CALERA - With all the promise of a new year comes the harsh reality of rural Oklahoma’s old problems: A slice of the drug culture which permeates the underbelly of American vice.
Like many communities across the land, Calera has a drug problem. Much of that drug problem is simply passing through on Highway 69/75. Occasionally, police in towns like Colbert, Calera, Durant and Caddo ensnare suspected addicts as they drive through.
A sampling of police reports provided by Calera Police Department since the start of 2014 shows the depth of addiction to one of the most dangerous drugs of our time: crystal meth.
Three out of five of the reports provided to the Durant Daily Democrat by Calera police end in meth possession arrests. A fourth resulted in a prescription drug possession arrest.
This was the outcome for just a handful of traffic stops made by Calera police in the first 10 days of the year. But these incidents indicate that the image of our tranquil community is cloaked by a significant and likely growing segment of our local community who frequently and often openly transport and smoke the white powdery substance from homemade pipes.
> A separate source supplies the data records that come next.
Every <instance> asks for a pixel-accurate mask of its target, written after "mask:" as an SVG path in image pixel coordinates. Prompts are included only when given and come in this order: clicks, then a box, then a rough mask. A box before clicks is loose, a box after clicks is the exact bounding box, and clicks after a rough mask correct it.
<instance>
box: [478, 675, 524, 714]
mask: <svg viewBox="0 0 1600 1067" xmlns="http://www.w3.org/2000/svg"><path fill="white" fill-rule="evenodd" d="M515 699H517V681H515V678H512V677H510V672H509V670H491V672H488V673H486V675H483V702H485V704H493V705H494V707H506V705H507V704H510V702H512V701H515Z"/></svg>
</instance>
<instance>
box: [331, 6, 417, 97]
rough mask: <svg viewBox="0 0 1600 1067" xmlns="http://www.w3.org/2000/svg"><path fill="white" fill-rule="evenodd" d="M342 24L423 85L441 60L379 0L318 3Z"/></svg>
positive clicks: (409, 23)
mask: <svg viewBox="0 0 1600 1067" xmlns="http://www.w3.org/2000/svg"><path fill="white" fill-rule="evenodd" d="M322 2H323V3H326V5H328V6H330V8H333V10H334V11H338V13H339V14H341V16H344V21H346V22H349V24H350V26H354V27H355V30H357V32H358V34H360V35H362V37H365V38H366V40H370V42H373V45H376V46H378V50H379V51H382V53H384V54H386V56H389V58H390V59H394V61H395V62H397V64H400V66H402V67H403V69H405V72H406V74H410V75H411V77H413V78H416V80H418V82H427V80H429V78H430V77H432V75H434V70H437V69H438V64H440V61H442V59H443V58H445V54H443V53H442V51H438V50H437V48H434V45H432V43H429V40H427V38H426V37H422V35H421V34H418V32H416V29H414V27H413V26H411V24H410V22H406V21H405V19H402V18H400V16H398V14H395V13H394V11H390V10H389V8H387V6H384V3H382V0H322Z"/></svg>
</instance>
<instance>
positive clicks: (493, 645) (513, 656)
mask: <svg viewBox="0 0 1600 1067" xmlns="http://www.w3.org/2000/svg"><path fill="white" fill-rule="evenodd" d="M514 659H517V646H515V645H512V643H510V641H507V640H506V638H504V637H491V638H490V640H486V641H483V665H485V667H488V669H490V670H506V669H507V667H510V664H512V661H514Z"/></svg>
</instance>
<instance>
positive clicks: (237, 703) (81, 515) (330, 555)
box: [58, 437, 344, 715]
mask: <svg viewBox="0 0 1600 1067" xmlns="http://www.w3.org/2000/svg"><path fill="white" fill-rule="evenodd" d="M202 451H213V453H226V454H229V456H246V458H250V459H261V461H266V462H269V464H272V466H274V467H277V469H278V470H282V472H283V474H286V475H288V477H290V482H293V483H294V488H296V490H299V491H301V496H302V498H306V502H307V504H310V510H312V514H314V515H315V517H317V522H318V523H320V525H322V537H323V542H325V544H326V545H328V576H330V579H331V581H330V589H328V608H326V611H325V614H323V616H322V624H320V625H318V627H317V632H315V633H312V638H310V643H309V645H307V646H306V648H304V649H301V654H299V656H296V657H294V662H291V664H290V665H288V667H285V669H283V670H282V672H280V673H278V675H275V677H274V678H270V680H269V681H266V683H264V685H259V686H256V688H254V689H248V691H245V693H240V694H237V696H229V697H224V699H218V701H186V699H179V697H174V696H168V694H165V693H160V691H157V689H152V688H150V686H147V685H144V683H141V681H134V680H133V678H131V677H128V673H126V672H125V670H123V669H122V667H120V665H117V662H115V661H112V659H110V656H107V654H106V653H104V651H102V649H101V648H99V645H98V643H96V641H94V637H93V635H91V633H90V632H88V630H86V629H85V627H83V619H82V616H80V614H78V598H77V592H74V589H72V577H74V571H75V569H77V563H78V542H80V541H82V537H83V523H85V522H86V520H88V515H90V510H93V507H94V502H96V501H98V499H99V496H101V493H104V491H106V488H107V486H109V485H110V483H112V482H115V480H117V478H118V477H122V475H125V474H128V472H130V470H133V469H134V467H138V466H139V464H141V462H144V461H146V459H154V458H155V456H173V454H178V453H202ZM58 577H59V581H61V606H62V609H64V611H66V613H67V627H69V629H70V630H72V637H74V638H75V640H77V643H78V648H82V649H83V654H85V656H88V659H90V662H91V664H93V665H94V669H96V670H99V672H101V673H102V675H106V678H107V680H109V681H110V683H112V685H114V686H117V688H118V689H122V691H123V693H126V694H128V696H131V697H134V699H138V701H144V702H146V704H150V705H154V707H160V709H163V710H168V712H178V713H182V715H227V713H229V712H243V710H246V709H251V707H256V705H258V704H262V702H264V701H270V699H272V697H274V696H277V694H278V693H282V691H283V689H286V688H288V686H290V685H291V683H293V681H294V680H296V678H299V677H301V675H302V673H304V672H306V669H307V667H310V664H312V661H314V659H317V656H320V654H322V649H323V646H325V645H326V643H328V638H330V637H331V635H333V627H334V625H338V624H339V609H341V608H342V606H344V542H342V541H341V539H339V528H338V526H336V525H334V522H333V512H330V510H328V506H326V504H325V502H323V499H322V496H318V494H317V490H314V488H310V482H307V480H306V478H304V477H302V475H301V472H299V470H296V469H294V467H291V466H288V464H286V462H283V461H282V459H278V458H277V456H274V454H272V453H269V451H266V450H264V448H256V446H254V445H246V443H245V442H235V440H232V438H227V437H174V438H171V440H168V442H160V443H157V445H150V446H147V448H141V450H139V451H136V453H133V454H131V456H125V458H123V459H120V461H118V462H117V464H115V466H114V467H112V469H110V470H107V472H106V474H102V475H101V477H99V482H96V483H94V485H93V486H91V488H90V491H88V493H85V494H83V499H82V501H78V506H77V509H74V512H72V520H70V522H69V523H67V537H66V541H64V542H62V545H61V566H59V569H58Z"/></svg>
In the pre-dawn hours of Jan. 4, a Calera patrolman stopped a car with expired tags. A search revealed crystal meth inside the car, as well as a passenger with a warrant for failing to appear in Bryan County Court on a previous charge of meth possession.
Paul Anthony Lopez was arrested on the warrant. The driver, Alexandria Autumn Blackwell, was arrested on suspicion of possession of meth, drug paraphernalia and issued a citation for the expired tags.
On last Thursday evening, Calera Assistant Police Chief T.J. White observed a swerving car and made a traffic stop. The driver tried to blame the fog for her swerving, and the cold night air made it difficult for White to initiate a sobriety test on the driver.
But the driver agreed to a breath test and White’s device indicated the driver was under the influence of alcohol. A search of the vehicle revealed the tell-tale “short straw with a baggie rolled up inside that contained a white powder residue.”
Mercedes Najafi, from Texas, was booked into Bryan County Jail for possession of meth, possession of drug paraphernalia and transporting an open container of beer.
The next day, Calera police were informed of a custody dispute which potentially involved narcotics, weapons and nine-year-old twins. Police immediately went to the home in question and witnessed a vehicle matching the reported description in the vicinity.
A woman got out of the car and initially refused to let police near the car, which had the two children inside. The woman was arrested and police found a loaded pistol in the floorboard as well as numerous drug-related items.
Nicole Rackley was booked into jail for transporting a loaded firearm, possession of marijuana and meth, and speeding.
More importantly, Child Protective Services were contacted and the children were released to their grandfather. They were reunited with their father later in the evening.